The vote took place as hundreds of thousands took to the streets of Seoul in rival rallies for and against Yoon, who launched a failed attempt to impose martial law on December 3.
Out of 300 lawmakers, 204 voted to impeach the president on allegations of insurrection while 85 voted against. Three abstained, with eight votes nullified.
With the impeachment, Yoon has been suspended from office while South Korea’s Constitutional Court deliberates on the vote.
If it backs his removal, Yoon will become the second president in South Korean history to be successfully impeached.
Prime Minister Han Duck-soo — now the nation’s interim leader — told reporters he would “devote all my strength and efforts to ensure stable governance”.
Two hundred votes were needed for the impeachment to pass, and opposition lawmakers needed to convince at least eight parliamentarians from Yoon’s conservative People Power Party (PPP) to switch sides.
“Today’s impeachment is the great victory of the people,” opposition Democratic Party floor leader Park Chan-dae said following the vote.
K-pop singer Yuri of the band Girls’ Generation — whose song “Into the New World” has become a protest anthem — said she had pre-paid for food for fans attending the demonstration.
“Stay safe and take care of your health!” she said on a superfan chat platform.
One protester said she had rented a bus so parents at the rally would have a place to change diapers and feed their babies.
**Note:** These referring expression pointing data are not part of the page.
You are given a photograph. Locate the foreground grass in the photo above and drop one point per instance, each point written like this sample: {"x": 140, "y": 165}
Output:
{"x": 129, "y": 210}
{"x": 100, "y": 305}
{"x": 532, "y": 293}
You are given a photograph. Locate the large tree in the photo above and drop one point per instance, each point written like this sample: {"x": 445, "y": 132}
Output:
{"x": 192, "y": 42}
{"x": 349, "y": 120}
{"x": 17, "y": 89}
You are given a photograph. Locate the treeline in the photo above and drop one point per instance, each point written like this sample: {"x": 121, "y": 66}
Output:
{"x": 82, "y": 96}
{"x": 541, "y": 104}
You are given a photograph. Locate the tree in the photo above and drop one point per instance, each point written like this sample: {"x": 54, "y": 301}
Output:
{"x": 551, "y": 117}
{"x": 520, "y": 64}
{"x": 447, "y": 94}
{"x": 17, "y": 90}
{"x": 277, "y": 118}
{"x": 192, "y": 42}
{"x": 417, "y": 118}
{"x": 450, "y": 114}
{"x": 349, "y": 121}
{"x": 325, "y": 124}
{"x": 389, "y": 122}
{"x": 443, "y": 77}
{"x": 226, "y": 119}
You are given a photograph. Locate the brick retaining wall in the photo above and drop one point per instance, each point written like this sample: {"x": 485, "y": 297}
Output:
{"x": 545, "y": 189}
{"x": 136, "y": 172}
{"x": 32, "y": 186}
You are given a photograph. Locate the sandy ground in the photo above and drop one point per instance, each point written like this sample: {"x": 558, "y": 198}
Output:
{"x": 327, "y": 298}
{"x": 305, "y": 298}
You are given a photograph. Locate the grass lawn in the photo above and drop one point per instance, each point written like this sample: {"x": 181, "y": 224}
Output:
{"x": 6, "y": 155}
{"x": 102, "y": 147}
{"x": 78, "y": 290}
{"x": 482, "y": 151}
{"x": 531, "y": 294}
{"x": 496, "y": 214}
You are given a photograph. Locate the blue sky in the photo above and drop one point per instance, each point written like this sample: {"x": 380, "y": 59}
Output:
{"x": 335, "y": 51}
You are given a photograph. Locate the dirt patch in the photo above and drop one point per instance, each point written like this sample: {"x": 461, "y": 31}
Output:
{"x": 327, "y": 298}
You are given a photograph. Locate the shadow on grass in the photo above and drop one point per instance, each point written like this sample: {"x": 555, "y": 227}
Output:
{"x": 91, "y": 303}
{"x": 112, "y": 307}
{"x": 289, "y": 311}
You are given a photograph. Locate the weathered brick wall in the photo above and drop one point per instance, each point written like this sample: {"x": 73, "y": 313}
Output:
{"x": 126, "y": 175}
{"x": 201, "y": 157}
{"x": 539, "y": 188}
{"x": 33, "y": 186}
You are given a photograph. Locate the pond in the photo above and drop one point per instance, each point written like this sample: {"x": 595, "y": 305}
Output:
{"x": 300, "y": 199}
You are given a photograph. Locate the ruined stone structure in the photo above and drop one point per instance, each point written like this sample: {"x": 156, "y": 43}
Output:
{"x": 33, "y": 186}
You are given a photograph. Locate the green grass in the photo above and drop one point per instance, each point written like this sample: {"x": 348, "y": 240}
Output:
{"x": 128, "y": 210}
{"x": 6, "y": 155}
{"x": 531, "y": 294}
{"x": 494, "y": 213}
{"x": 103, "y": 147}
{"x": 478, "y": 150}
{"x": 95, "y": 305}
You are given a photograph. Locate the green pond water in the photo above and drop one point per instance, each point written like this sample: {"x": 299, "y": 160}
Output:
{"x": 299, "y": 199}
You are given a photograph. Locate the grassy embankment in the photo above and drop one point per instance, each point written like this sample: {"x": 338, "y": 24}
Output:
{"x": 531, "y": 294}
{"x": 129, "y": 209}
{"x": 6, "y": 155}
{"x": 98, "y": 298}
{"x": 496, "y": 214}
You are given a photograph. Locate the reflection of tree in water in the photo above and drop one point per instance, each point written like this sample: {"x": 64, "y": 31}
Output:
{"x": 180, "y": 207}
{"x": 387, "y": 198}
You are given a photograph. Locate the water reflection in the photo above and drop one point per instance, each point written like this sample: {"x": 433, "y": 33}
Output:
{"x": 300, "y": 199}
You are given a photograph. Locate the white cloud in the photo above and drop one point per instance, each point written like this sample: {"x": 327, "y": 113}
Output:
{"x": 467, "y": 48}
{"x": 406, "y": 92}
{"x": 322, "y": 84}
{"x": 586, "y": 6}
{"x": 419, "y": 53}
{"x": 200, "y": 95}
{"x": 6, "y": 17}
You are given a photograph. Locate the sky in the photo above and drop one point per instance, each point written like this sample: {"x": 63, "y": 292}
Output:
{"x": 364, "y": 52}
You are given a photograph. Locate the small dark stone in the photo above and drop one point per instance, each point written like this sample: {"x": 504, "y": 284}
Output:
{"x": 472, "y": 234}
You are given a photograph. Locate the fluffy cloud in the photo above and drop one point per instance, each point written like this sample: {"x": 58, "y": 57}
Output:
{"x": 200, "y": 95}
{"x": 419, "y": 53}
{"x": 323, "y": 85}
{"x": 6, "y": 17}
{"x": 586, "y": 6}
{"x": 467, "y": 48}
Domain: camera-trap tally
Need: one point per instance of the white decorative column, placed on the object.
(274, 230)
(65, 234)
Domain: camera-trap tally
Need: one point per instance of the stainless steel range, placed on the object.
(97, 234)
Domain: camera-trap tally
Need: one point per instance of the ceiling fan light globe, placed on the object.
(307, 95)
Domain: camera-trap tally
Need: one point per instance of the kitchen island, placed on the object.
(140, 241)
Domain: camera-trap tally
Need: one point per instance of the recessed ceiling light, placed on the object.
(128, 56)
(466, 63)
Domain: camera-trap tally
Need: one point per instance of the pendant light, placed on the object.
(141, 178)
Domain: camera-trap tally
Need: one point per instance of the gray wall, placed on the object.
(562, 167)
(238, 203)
Another said they had initially planned to spend their Saturday hiking. “But I came here instead to support my fellow citizens,” Kim Deuk-yun, 58, told AFP.
There is precedent for the court to block impeachment, however. In 2004, then-president Roh Moo-hyun was removed by parliament for alleged election law violations and incompetence, but the Constitutional Court later reinstated him.
Yoon remained unapologetic and defiant as the fallout from his disastrous martial law declaration deepened and an investigation into his inner circle has widened.
His approval rating — never very high — plummeted to 11 percent, according to a Gallup Korea poll released yesterday .The same poll showed that 75 percent supported his impeachment.